Steckersolar fürs Eigenheim Das ist wichtig bei Balkonkraftwerken

April 2024

Neue Regeln für Steckersolargeräte/Balkonkraftwerke - Solarpaket I

  • Eine einfache Registrierung für Balkonkraftwerke bei der Bundesnetzagentur im Marktstammdatenregister ist ausreichend. Die Anmeldung beim Netzbetreiber entfällt.

  • Die zulässige Wechselrichterleistung soll bald von 600 auf 800 Watt steigen. Dies muss aber zunächst in die VDE-Normen aufgenommen werden - diese wird noch erwartet.

  • Übergangsweise werden auch rückwärts laufende Zähler geduldet. Ein verzögerter Zählerwechsel des Energieversorgers kann die Inbetriebnahme nicht mehr verhindern.

  • Schuko-Stecker sind nun grundsätzlich erlaubt. Allerdings müssen sie auch noch in die VDE-Normen aufgenommen werden.


Mit Steckersolargeräten lässt sich ohne großen Aufwand Strom am Balkon, auf der Terrasse oder an der Fassade produzieren und einfach im Haushalt verbrauchen. Für eine Einspeisung ins Netz sind sie nicht gedacht. Wir erklären, wann sich solche Mini-Solaranlagen fürs Eigenheim lohnen. Seit April 2024 gibt es eine vereinfachte Anmeldung.
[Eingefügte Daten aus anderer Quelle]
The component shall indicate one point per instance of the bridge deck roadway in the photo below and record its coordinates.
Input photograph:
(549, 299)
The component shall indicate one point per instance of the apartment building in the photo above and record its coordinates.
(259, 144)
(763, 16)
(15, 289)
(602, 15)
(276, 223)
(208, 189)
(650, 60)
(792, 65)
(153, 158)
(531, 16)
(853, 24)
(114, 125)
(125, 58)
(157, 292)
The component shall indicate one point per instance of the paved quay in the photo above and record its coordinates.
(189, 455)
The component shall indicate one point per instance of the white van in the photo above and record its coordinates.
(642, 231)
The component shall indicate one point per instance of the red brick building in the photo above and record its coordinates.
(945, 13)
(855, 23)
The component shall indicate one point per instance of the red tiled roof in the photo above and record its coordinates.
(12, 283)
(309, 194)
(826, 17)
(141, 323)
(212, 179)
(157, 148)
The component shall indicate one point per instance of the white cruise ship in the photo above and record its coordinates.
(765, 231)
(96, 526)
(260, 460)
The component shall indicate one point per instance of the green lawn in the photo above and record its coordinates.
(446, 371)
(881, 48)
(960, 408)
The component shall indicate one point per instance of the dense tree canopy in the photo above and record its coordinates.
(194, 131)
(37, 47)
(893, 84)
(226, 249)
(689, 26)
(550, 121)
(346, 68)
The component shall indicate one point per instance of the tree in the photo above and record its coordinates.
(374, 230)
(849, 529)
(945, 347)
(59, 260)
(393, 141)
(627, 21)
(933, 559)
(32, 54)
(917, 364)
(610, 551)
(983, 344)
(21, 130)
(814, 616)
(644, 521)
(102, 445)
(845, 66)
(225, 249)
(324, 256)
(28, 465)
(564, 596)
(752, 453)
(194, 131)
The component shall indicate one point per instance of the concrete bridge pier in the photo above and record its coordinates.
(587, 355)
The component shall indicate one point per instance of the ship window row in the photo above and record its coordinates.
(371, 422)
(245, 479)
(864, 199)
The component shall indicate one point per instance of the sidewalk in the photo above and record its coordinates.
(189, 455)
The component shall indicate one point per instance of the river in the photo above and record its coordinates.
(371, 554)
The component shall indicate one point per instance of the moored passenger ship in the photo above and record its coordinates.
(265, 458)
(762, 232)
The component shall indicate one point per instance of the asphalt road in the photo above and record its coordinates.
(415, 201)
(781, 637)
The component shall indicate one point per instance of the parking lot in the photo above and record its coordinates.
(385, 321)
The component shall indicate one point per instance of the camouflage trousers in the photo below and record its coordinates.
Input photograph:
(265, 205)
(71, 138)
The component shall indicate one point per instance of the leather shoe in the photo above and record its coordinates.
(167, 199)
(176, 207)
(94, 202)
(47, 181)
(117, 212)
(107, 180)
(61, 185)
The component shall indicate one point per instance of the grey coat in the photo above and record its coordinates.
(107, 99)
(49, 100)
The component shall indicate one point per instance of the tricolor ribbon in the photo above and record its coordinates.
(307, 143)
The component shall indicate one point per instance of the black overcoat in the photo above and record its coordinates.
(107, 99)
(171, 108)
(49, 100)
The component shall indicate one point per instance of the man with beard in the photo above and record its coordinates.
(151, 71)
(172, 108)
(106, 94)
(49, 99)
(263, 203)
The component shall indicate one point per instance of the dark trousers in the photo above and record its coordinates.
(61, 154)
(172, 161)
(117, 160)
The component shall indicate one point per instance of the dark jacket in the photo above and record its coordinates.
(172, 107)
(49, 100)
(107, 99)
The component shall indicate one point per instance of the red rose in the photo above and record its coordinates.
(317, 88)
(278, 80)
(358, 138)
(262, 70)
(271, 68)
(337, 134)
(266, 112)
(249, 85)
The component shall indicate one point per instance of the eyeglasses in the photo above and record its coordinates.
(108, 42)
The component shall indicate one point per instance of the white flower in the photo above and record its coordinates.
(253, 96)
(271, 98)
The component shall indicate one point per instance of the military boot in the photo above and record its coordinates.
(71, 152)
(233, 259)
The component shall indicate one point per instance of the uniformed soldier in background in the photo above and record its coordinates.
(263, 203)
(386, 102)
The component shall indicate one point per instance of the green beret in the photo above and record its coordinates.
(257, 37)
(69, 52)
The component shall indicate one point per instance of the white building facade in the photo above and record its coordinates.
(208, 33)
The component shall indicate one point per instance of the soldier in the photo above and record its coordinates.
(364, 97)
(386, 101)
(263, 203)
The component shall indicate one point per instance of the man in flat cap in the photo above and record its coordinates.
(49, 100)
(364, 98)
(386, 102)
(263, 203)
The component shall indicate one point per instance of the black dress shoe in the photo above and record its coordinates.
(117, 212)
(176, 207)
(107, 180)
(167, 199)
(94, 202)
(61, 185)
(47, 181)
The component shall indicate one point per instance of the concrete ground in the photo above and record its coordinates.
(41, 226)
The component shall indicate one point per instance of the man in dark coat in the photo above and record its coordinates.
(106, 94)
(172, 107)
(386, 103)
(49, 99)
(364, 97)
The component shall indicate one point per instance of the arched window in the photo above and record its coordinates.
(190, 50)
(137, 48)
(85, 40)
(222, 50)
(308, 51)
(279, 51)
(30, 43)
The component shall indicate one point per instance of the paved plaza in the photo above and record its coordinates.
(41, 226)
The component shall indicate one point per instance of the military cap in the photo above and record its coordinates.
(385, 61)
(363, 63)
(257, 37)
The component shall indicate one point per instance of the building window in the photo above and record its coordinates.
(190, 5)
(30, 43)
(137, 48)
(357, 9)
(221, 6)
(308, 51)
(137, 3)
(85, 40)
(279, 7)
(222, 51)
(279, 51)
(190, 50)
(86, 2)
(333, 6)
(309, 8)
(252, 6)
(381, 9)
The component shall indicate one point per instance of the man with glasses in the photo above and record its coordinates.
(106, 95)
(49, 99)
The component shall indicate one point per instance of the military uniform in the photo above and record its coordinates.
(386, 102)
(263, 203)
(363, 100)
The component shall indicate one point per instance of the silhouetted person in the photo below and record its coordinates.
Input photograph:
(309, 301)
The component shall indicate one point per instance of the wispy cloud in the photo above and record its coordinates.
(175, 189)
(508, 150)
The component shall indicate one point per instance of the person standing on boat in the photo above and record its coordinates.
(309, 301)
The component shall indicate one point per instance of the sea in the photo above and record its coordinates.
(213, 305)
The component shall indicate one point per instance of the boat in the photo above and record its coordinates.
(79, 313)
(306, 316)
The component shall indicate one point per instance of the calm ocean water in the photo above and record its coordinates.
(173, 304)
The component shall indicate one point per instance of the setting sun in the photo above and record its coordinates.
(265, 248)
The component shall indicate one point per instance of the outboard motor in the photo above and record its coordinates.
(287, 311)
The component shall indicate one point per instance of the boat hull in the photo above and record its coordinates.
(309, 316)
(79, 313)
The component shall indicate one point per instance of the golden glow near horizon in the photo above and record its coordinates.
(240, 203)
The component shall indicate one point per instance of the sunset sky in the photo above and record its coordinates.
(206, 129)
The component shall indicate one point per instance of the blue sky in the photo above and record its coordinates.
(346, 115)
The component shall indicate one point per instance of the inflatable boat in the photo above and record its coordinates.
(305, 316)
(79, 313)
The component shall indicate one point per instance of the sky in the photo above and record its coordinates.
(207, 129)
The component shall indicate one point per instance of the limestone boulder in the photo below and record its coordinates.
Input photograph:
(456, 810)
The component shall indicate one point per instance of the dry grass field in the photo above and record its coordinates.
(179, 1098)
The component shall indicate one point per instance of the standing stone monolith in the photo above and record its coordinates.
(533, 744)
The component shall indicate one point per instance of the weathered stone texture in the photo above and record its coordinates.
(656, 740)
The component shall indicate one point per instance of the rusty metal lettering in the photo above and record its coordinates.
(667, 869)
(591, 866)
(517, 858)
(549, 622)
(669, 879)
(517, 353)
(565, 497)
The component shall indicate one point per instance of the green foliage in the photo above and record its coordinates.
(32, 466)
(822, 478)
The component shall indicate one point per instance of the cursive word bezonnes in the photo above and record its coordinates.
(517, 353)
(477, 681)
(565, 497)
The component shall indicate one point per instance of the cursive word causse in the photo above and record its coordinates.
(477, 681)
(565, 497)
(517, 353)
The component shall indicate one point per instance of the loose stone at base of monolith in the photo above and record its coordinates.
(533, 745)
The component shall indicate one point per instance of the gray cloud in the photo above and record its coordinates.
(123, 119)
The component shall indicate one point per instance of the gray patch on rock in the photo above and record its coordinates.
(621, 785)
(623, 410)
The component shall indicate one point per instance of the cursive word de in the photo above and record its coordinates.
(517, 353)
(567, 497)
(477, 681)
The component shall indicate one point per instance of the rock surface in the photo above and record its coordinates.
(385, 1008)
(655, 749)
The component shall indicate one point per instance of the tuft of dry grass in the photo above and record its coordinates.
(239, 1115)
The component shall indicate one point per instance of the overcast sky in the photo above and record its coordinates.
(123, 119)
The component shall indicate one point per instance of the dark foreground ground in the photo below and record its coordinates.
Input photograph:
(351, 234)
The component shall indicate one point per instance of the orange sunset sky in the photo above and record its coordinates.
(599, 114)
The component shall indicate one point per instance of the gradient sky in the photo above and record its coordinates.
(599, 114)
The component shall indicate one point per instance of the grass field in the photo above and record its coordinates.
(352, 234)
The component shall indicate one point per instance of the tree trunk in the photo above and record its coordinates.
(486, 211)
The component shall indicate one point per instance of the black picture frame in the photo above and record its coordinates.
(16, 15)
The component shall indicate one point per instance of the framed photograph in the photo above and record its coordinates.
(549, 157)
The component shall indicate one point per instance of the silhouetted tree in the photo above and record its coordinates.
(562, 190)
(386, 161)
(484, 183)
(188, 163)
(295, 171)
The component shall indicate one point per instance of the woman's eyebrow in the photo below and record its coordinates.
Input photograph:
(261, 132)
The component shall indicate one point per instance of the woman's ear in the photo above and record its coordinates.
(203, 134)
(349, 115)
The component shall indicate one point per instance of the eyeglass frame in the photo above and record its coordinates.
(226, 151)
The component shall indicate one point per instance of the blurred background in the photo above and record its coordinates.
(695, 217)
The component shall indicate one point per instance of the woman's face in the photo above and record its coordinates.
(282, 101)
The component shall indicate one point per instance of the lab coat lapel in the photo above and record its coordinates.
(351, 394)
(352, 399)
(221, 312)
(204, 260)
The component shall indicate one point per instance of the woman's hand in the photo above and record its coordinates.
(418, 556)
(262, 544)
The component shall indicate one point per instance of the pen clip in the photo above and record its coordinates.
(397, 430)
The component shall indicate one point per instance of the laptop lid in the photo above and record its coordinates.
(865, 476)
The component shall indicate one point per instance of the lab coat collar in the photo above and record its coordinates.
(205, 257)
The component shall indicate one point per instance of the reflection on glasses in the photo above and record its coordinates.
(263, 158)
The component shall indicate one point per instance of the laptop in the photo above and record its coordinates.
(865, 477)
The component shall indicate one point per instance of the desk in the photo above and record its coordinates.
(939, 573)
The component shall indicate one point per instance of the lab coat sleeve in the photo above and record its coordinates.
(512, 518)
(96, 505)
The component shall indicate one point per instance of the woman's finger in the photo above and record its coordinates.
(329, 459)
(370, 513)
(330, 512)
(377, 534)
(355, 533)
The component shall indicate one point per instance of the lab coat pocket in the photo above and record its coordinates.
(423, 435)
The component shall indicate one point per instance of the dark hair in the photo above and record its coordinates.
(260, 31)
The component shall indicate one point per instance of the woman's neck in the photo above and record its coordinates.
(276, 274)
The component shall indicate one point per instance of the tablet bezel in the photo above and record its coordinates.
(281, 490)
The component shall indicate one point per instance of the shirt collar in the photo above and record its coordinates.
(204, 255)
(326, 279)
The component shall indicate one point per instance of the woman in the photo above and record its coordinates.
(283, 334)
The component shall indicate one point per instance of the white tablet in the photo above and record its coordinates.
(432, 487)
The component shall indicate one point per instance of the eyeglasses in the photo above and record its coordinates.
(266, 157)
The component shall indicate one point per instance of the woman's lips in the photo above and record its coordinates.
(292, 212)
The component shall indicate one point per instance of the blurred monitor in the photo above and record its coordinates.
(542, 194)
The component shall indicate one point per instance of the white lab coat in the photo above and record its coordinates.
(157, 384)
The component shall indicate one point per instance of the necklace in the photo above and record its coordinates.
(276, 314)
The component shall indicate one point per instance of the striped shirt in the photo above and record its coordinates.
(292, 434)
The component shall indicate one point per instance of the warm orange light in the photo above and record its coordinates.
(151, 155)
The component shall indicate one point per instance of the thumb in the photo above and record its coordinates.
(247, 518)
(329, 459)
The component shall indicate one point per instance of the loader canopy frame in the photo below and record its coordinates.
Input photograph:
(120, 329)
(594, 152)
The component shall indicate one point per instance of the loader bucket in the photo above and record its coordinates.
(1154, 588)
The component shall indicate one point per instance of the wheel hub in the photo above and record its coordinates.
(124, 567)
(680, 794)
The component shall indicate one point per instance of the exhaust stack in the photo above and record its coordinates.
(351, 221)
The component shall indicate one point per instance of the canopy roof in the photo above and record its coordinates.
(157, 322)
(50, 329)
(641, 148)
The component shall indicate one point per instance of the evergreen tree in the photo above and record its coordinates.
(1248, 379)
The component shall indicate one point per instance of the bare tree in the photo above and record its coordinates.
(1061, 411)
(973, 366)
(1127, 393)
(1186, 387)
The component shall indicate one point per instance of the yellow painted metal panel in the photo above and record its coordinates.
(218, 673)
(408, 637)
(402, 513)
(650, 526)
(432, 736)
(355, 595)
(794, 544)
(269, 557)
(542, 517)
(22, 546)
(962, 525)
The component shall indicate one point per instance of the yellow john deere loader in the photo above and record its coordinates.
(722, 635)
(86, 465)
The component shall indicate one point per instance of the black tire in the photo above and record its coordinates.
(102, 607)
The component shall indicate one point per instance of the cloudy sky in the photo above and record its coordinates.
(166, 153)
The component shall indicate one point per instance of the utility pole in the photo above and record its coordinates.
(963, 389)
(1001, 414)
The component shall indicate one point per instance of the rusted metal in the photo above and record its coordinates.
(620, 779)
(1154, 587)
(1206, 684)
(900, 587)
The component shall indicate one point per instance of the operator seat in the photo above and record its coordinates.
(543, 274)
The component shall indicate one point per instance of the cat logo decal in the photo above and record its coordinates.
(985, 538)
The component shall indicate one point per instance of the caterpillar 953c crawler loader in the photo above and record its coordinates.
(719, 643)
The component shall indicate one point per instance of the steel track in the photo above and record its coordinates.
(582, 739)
Steckersolargerät auf dem Dach eines Eigenheims
Prinzipiell sind die Mini-Solaranlagen dafür gedacht, den laufenden Stromverbrauch tagsüber zu decken.   © Jörg Sutter, Verbraucherzentrale NRW

Wie funktioniert es?

Stecker in die Steckdose und los. Wie der Name schon sagt, lassen sich Steckersolargeräte im einfachsten Fall so in Betrieb nehmen: Die Verbindung mit dem Stromnetz entsteht über ein Kabel mit einer Steckverbindung. Als Steckverbinder gibt es grundsätzlich zwei Möglichkeiten: entweder den haushaltsüblichen Schuko-Stecker oder einen Spezialstecker Typ "Wieland".

Die teilweise auch als "Plug & Play" bezeichneten Solaranlagen bestehen meist aus einem oder zwei Solarmodulen und einem Wechselrichter, der den elektrischen Strom in Haushaltsstrom umwandelt und in den heimischen Stromkreis einspeist. Dann läuft der Stromzähler langsamer und man verbraucht weniger Strom aus dem öffentlichen Netz.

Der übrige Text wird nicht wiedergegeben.